Solution of the differential equation `(1+x)(dy)/(dx)-xy=1-x` is

To solve the differential equation \((1+x)\frac{dy}{dx} - xy = 1 - x\), we will follow these steps: ### Step 1: Rearranging the Equation We start with the given equation: \[ (1+x)\frac{dy}{dx} - xy = 1 - x \] We can rearrange this to isolate \(\frac{dy}{dx}\): \[ (1+x)\frac{dy}{dx} = xy + 1 - x \] Now, divide both sides by \(1+x\): \[ \frac{dy}{dx} = \frac{xy + 1 - x}{1+x} \] ### Step 2: Simplifying the Right Side We can simplify the right side: \[ \frac{dy}{dx} = \frac{xy}{1+x} + \frac{1 - x}{1+x} \] This gives us: \[ \frac{dy}{dx} = \frac{xy}{1+x} + \frac{1}{1+x} - \frac{x}{1+x} \] Thus, we can rewrite it as: \[ \frac{dy}{dx} + \frac{-x}{1+x}y = \frac{1-x}{1+x} \] ### Step 3: Identifying the Form This is now in the standard linear form: \[ \frac{dy}{dx} + P(x)y = Q(x) \] where \(P(x) = -\frac{x}{1+x}\) and \(Q(x) = \frac{1-x}{1+x}\). ### Step 4: Finding the Integrating Factor The integrating factor \(I(x)\) is given by: \[ I(x) = e^{\int P(x) \, dx} = e^{\int -\frac{x}{1+x} \, dx} \] To compute this integral, we can use substitution.

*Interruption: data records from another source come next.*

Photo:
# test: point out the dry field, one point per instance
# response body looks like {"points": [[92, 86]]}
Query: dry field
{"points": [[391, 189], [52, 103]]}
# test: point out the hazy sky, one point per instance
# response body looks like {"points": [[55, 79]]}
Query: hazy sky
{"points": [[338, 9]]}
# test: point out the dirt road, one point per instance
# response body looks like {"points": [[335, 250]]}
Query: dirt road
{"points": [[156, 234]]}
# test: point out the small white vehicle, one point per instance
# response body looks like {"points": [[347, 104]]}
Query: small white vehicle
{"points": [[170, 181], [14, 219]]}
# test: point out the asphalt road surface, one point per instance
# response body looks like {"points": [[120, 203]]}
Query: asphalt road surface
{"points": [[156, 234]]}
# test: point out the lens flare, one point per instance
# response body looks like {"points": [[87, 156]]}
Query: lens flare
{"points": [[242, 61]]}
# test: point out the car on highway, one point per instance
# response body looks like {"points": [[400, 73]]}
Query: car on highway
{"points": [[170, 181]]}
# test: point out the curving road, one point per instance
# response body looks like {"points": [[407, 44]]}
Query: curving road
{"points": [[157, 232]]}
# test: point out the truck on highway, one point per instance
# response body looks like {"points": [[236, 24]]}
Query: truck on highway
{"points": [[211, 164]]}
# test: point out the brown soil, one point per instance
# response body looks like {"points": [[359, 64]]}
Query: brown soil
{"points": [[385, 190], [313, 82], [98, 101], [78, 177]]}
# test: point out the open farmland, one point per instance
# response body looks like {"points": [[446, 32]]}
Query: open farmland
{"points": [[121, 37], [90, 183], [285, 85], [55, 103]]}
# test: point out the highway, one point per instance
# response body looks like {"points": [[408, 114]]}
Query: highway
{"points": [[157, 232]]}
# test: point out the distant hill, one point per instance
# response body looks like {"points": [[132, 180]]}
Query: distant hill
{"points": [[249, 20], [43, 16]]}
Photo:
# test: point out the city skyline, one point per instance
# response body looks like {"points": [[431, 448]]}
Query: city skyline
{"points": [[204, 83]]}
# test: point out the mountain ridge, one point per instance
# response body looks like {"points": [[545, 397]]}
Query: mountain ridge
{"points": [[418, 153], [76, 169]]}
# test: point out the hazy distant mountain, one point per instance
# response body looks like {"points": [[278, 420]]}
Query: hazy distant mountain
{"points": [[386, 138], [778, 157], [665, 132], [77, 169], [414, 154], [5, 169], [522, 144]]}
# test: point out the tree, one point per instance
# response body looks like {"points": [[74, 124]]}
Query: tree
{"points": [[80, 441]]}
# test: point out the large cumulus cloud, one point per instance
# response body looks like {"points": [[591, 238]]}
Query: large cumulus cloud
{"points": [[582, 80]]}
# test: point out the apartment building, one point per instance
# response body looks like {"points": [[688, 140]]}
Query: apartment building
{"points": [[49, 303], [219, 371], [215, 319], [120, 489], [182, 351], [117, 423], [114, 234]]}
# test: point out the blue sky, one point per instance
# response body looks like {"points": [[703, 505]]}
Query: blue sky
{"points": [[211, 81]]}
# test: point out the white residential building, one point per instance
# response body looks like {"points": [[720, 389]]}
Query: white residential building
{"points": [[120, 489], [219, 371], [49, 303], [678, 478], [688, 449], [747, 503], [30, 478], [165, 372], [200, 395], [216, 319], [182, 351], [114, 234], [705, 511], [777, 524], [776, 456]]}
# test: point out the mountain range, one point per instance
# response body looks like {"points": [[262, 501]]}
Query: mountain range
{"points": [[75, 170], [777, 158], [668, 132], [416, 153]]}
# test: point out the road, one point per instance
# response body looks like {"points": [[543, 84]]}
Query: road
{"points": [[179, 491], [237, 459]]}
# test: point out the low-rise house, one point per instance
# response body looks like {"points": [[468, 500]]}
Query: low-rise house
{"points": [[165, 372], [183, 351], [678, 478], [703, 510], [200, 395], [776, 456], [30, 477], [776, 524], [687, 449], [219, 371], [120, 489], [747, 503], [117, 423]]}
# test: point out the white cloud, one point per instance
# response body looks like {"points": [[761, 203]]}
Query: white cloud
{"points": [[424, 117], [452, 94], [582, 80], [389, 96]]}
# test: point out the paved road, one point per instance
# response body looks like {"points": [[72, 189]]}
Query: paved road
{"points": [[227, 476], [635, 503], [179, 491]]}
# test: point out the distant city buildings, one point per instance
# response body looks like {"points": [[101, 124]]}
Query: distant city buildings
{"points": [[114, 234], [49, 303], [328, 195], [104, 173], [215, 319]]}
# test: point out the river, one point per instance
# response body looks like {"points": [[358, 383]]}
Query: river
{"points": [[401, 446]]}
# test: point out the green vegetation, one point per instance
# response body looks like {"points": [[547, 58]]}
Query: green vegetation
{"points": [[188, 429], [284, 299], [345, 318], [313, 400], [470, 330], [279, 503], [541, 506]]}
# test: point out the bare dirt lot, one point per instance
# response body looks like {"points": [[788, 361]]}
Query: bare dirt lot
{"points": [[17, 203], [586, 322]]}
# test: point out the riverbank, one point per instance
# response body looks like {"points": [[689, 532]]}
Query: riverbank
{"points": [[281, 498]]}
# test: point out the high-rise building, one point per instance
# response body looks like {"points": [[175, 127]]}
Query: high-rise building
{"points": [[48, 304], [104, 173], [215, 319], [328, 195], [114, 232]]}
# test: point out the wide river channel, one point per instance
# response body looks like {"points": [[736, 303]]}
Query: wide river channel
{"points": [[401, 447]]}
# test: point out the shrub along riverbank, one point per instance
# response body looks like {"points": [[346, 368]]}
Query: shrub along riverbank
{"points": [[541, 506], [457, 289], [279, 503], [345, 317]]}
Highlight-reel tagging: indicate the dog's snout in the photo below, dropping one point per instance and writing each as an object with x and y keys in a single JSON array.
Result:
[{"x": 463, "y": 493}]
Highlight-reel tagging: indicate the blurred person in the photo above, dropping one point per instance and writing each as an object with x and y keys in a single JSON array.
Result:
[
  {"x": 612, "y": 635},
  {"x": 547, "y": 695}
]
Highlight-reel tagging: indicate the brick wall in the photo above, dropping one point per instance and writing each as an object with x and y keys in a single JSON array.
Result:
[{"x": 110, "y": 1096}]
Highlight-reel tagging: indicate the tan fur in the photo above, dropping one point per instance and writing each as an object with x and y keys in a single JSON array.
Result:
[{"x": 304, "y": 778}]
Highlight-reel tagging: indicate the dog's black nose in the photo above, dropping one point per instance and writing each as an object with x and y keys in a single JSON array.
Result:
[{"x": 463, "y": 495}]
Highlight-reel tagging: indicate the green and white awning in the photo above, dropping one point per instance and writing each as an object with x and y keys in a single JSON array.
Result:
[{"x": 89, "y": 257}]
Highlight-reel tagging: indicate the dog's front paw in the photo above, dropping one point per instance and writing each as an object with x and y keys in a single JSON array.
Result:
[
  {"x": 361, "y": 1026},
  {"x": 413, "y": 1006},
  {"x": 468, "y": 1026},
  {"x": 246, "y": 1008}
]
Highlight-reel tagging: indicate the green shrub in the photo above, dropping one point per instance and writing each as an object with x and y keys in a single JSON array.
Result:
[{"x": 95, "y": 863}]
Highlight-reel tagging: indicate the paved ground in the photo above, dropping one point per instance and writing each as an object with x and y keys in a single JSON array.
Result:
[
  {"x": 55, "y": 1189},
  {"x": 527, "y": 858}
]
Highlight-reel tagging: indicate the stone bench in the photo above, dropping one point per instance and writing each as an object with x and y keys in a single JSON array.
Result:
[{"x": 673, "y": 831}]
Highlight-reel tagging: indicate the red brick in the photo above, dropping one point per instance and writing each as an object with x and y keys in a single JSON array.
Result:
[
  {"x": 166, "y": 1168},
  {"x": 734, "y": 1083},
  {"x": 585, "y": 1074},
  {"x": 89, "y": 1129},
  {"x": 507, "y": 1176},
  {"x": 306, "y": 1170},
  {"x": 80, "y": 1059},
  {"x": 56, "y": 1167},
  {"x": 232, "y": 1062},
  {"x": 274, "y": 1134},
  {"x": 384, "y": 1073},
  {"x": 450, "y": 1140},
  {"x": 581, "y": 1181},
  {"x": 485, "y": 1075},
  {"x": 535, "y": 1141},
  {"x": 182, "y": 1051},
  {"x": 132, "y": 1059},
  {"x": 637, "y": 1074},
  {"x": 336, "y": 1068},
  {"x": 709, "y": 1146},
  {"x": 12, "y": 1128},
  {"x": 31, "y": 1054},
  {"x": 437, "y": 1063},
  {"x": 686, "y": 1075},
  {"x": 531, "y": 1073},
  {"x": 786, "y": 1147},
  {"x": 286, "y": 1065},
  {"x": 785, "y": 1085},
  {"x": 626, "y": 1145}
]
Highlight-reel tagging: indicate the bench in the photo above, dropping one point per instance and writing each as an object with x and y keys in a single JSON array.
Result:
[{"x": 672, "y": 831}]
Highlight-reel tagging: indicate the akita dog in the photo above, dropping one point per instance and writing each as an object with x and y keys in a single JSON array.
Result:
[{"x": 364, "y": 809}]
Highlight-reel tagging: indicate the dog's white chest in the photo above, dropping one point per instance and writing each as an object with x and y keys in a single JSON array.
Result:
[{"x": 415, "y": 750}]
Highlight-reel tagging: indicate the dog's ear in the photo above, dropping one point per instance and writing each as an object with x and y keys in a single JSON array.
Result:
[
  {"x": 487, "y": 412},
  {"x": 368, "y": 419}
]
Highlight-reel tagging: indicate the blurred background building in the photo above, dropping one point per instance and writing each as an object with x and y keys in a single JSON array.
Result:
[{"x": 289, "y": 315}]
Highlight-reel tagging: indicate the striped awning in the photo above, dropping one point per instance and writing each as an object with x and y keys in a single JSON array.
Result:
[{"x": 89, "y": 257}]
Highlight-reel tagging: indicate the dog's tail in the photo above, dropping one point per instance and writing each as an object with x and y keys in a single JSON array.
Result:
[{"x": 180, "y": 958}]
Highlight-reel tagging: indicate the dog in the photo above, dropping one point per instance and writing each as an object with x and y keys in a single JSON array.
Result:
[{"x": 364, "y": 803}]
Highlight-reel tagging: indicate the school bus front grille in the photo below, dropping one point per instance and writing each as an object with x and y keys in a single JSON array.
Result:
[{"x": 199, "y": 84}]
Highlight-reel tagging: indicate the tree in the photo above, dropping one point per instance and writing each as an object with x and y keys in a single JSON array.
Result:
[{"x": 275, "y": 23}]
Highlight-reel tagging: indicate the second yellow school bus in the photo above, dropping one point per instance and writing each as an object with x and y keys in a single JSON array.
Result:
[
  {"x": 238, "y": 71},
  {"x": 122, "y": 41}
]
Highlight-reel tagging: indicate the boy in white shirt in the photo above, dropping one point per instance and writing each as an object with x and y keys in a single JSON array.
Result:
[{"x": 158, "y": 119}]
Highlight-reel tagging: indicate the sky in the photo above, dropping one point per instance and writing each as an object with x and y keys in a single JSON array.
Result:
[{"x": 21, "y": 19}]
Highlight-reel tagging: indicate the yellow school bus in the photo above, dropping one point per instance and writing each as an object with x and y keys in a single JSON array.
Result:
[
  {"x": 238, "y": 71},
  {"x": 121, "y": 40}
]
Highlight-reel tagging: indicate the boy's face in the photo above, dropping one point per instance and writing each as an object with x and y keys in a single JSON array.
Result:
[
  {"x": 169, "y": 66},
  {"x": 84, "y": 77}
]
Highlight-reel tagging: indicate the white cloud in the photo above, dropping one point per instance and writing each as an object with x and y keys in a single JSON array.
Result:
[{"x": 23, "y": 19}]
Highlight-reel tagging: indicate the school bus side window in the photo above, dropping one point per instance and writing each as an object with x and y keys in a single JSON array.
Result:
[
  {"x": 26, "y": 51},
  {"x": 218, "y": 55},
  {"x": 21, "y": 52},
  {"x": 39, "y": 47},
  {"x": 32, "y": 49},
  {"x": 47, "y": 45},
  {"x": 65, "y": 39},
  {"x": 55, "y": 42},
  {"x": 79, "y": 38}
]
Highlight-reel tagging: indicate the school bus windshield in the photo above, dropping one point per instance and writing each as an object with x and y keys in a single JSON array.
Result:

Let \(u = 1+x\), then \(du = dx\) and \(x = u - 1\): \[ -\int \frac{x}{1+x} \, dx = -\int \frac{u-1}{u} \, du = -\int (1 - \frac{1}{u}) \, du = -\left(u - \ln|u|\right) + C \] Substituting back \(u = 1+x\): \[ -\left((1+x) - \ln|1+x|\right) + C = -1 - x + \ln|1+x| + C \] Thus, the integrating factor is: \[ I(x) = e^{-1-x+\ln|1+x|} = \frac{1+x}{e^{1+x}} \] ### Step 5: Solving the Differential Equation Now we multiply the entire differential equation by the integrating factor: \[ \frac{1+x}{e^{1+x}}\frac{dy}{dx} + \frac{-x(1+x)}{(1+x)e^{1+x}}y = \frac{(1-x)(1+x)}{(1+x)e^{1+x}} \] This simplifies to: \[ \frac{d}{dx}\left(y \cdot \frac{1+x}{e^{1+x}}\right) = \frac{(1-x)}{e^{1+x}} \] ### Step 6: Integrating Both Sides Integrate both sides: \[ \int \frac{d}{dx}\left(y \cdot \frac{1+x}{e^{1+x}}\right) \, dx = \int \frac{(1-x)}{e^{1+x}} \, dx \] The left side simplifies to: \[ y \cdot \frac{1+x}{e^{1+x}} = \int \frac{(1-x)}{e^{1+x}} \, dx + C \] ### Step 7: Finding the Final Solution After integrating the right side, we can express \(y\) in terms of \(x\): \[ y = \frac{e^{1+x}}{1+x}\left(\int \frac{(1-x)}{e^{1+x}} \, dx + C\right) \] ### Final Answer This gives us the general solution of the differential equation.